Abstract:
The molecular aspect of a reaction governs the applied methodology and the corresponding
properties of a reaction under investigation. Unlike ensemble measurement techniques, single-
molecule (SM) studies provide platforms for analysing individual molecular activities and accessing several dynamics aspects like the lifetime of intermediates, the temporal fluctuations in the reaction rates, the rate-determining step, predicting reaction mechanisms, the correlation between events, the probability distribution function (PDF) associated with a stochastic process and related statistical measurements. For analytically analysing these stochastic networks, one requires appropriate theoretical frameworks for constructing the PDF
of interest.
The thesis titled ‘Probing Dynamic Disorder in Single-Molecule Event Statistics’ emphasises on some applications of the theoretical formalisms (the first-passage time distribution formalism and the waiting-time distribution formalism) for mathematically modelling SM reaction networks associated with an enzyme and a nanoparticle (NP). We have implemented discrete-state models on enzymatic systems undergoing reversible interconversions between different conformational states and calculated the noise. We have also applied these frameworks on NP catalysed reactions for exploring the underlying dynamics of chemical reactions and quantifying the temporal activity fluctuations.
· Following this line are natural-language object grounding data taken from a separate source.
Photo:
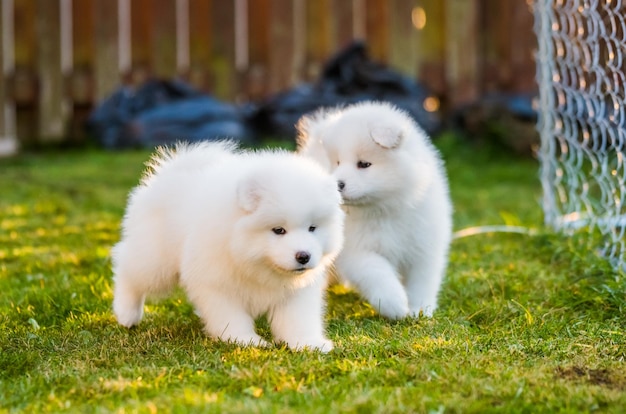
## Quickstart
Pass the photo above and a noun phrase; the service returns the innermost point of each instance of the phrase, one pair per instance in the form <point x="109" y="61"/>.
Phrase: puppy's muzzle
<point x="303" y="257"/>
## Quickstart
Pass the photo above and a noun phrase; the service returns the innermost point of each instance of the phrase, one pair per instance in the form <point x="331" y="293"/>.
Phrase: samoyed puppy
<point x="395" y="192"/>
<point x="245" y="233"/>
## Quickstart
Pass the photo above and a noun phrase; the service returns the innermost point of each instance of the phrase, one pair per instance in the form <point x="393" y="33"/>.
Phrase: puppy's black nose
<point x="303" y="257"/>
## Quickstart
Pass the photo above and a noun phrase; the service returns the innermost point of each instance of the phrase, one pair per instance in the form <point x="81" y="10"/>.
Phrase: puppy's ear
<point x="311" y="127"/>
<point x="303" y="127"/>
<point x="311" y="130"/>
<point x="386" y="136"/>
<point x="249" y="194"/>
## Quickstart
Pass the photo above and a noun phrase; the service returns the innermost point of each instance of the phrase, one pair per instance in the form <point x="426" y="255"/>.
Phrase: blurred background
<point x="79" y="72"/>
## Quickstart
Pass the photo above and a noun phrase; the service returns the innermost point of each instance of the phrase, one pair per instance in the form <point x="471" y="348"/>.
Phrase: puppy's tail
<point x="185" y="158"/>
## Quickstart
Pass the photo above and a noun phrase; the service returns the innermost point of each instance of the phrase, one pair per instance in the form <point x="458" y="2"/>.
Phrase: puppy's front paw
<point x="127" y="315"/>
<point x="425" y="312"/>
<point x="393" y="308"/>
<point x="320" y="344"/>
<point x="251" y="339"/>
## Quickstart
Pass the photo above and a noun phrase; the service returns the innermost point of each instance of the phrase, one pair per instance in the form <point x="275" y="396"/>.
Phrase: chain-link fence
<point x="582" y="118"/>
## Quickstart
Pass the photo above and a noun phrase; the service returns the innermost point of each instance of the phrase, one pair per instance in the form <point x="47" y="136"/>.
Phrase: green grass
<point x="526" y="323"/>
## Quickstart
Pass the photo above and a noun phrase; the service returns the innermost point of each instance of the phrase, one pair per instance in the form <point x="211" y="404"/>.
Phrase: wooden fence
<point x="60" y="57"/>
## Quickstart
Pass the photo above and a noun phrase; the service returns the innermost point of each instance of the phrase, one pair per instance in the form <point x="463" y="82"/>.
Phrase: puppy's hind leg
<point x="423" y="285"/>
<point x="376" y="279"/>
<point x="134" y="278"/>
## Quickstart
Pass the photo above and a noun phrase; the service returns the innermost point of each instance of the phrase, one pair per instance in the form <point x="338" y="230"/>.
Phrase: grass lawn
<point x="526" y="323"/>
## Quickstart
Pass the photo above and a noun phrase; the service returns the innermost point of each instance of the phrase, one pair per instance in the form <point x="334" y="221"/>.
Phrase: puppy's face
<point x="363" y="156"/>
<point x="293" y="223"/>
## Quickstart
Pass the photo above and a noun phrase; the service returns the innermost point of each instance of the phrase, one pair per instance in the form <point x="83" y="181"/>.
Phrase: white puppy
<point x="395" y="192"/>
<point x="245" y="233"/>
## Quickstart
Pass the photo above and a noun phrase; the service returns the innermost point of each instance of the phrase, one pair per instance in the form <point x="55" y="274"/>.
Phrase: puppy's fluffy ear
<point x="249" y="194"/>
<point x="386" y="136"/>
<point x="311" y="129"/>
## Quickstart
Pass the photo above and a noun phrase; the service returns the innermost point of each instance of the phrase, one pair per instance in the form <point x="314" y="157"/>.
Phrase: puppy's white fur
<point x="395" y="191"/>
<point x="209" y="216"/>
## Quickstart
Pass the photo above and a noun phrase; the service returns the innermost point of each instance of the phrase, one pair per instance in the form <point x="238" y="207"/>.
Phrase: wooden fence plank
<point x="106" y="66"/>
<point x="23" y="81"/>
<point x="430" y="22"/>
<point x="377" y="29"/>
<point x="342" y="24"/>
<point x="256" y="78"/>
<point x="223" y="59"/>
<point x="462" y="50"/>
<point x="141" y="45"/>
<point x="82" y="33"/>
<point x="402" y="37"/>
<point x="163" y="38"/>
<point x="523" y="46"/>
<point x="318" y="36"/>
<point x="52" y="102"/>
<point x="200" y="43"/>
<point x="283" y="72"/>
<point x="8" y="138"/>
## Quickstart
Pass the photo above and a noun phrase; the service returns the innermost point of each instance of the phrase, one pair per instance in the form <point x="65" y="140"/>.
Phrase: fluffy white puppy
<point x="395" y="193"/>
<point x="245" y="234"/>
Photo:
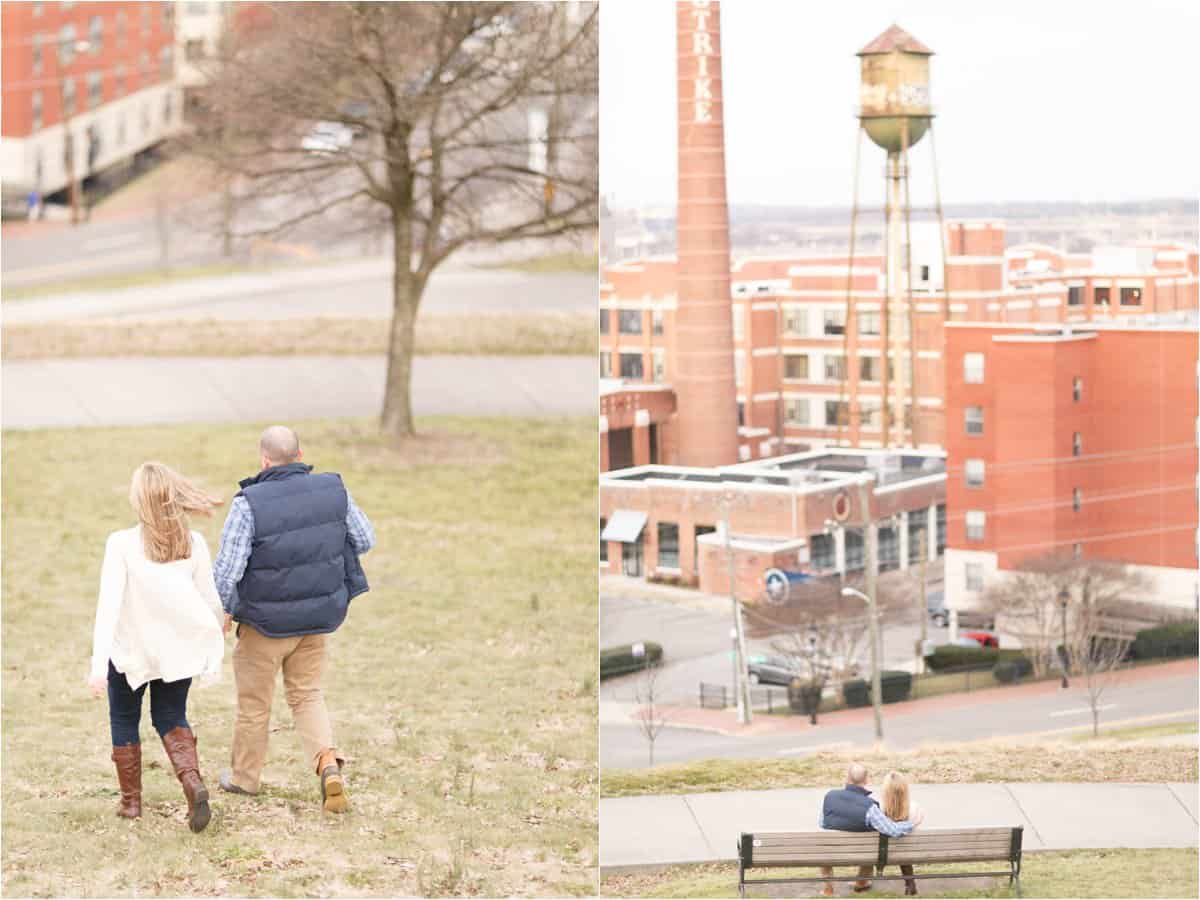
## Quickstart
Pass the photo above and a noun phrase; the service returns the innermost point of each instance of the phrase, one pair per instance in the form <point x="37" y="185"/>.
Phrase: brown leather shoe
<point x="129" y="777"/>
<point x="333" y="789"/>
<point x="180" y="745"/>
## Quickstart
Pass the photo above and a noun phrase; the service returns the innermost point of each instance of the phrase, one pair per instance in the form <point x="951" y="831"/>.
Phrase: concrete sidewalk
<point x="657" y="831"/>
<point x="65" y="393"/>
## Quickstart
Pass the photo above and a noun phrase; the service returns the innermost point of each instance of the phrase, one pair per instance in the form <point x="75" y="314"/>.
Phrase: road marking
<point x="1081" y="711"/>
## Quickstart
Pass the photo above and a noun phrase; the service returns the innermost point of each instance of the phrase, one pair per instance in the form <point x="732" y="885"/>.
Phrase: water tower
<point x="895" y="114"/>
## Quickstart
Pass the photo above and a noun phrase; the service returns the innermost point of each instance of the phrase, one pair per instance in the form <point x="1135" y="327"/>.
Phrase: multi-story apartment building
<point x="1073" y="441"/>
<point x="94" y="82"/>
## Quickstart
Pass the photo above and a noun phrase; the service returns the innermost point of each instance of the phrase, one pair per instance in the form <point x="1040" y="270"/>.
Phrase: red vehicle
<point x="985" y="639"/>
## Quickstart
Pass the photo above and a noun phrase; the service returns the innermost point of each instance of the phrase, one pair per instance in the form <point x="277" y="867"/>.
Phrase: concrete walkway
<point x="41" y="394"/>
<point x="643" y="832"/>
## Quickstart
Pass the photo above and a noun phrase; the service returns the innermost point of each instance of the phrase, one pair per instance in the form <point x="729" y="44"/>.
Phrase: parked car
<point x="771" y="670"/>
<point x="328" y="138"/>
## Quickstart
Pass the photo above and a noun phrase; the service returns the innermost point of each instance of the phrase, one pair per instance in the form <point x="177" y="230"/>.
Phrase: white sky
<point x="1036" y="100"/>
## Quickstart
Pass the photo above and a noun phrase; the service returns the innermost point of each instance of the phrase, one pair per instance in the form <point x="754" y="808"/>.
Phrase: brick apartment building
<point x="667" y="521"/>
<point x="113" y="99"/>
<point x="1073" y="439"/>
<point x="792" y="341"/>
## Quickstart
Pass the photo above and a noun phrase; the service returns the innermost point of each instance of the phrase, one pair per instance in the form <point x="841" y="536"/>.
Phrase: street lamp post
<point x="1063" y="598"/>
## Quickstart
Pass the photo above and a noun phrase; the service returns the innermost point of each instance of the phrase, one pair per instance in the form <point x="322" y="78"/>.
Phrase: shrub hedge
<point x="621" y="660"/>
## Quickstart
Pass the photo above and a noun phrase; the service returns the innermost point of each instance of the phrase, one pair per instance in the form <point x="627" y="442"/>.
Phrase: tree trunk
<point x="397" y="400"/>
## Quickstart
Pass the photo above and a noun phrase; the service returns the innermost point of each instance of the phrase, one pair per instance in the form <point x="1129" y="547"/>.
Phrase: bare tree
<point x="472" y="123"/>
<point x="651" y="717"/>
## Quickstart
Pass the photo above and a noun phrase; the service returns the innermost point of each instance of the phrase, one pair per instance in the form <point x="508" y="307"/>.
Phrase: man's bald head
<point x="279" y="445"/>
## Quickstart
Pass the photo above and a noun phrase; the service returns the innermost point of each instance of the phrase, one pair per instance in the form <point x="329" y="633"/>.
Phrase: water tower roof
<point x="895" y="39"/>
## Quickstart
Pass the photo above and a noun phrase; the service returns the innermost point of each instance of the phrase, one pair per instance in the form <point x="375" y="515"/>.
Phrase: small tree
<point x="474" y="123"/>
<point x="651" y="717"/>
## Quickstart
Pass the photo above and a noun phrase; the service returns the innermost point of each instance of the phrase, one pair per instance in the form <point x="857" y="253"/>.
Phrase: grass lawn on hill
<point x="462" y="687"/>
<point x="1071" y="874"/>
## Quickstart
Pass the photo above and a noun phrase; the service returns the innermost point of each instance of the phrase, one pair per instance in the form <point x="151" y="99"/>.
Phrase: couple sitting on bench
<point x="852" y="809"/>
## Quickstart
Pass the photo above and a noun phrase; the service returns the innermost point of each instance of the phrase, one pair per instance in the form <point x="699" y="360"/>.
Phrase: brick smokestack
<point x="705" y="377"/>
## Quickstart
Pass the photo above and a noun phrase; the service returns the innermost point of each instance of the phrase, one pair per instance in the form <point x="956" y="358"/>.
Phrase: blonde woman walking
<point x="157" y="623"/>
<point x="899" y="808"/>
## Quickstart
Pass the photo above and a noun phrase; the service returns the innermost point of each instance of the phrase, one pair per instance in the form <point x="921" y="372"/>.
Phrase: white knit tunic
<point x="156" y="619"/>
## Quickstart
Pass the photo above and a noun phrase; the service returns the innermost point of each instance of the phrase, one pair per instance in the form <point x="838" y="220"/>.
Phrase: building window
<point x="629" y="322"/>
<point x="837" y="413"/>
<point x="631" y="366"/>
<point x="975" y="420"/>
<point x="95" y="90"/>
<point x="975" y="472"/>
<point x="972" y="367"/>
<point x="66" y="46"/>
<point x="822" y="552"/>
<point x="659" y="359"/>
<point x="796" y="411"/>
<point x="96" y="34"/>
<point x="835" y="322"/>
<point x="796" y="366"/>
<point x="669" y="545"/>
<point x="870" y="413"/>
<point x="796" y="321"/>
<point x="870" y="369"/>
<point x="1131" y="297"/>
<point x="835" y="367"/>
<point x="973" y="573"/>
<point x="976" y="522"/>
<point x="69" y="96"/>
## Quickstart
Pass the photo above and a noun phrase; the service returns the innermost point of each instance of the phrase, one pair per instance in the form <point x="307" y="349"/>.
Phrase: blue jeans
<point x="168" y="706"/>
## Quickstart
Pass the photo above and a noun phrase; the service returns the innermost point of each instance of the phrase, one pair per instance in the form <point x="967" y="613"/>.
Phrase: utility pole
<point x="873" y="535"/>
<point x="923" y="612"/>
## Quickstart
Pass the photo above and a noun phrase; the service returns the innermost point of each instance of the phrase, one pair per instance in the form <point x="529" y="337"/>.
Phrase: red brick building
<point x="101" y="75"/>
<point x="1073" y="439"/>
Stochastic processes can also be modelled using continuous modelling methods. We have developed a theoretical method to derive the PDF of time taken by a molecule in crossing a barrier (the transit time distribution) using a generalized Langevin Equation (GLE) comprising different force components.
All these theoretical investigations and numerical analyses provide platforms for a better understanding of biochemical/biophysical processes.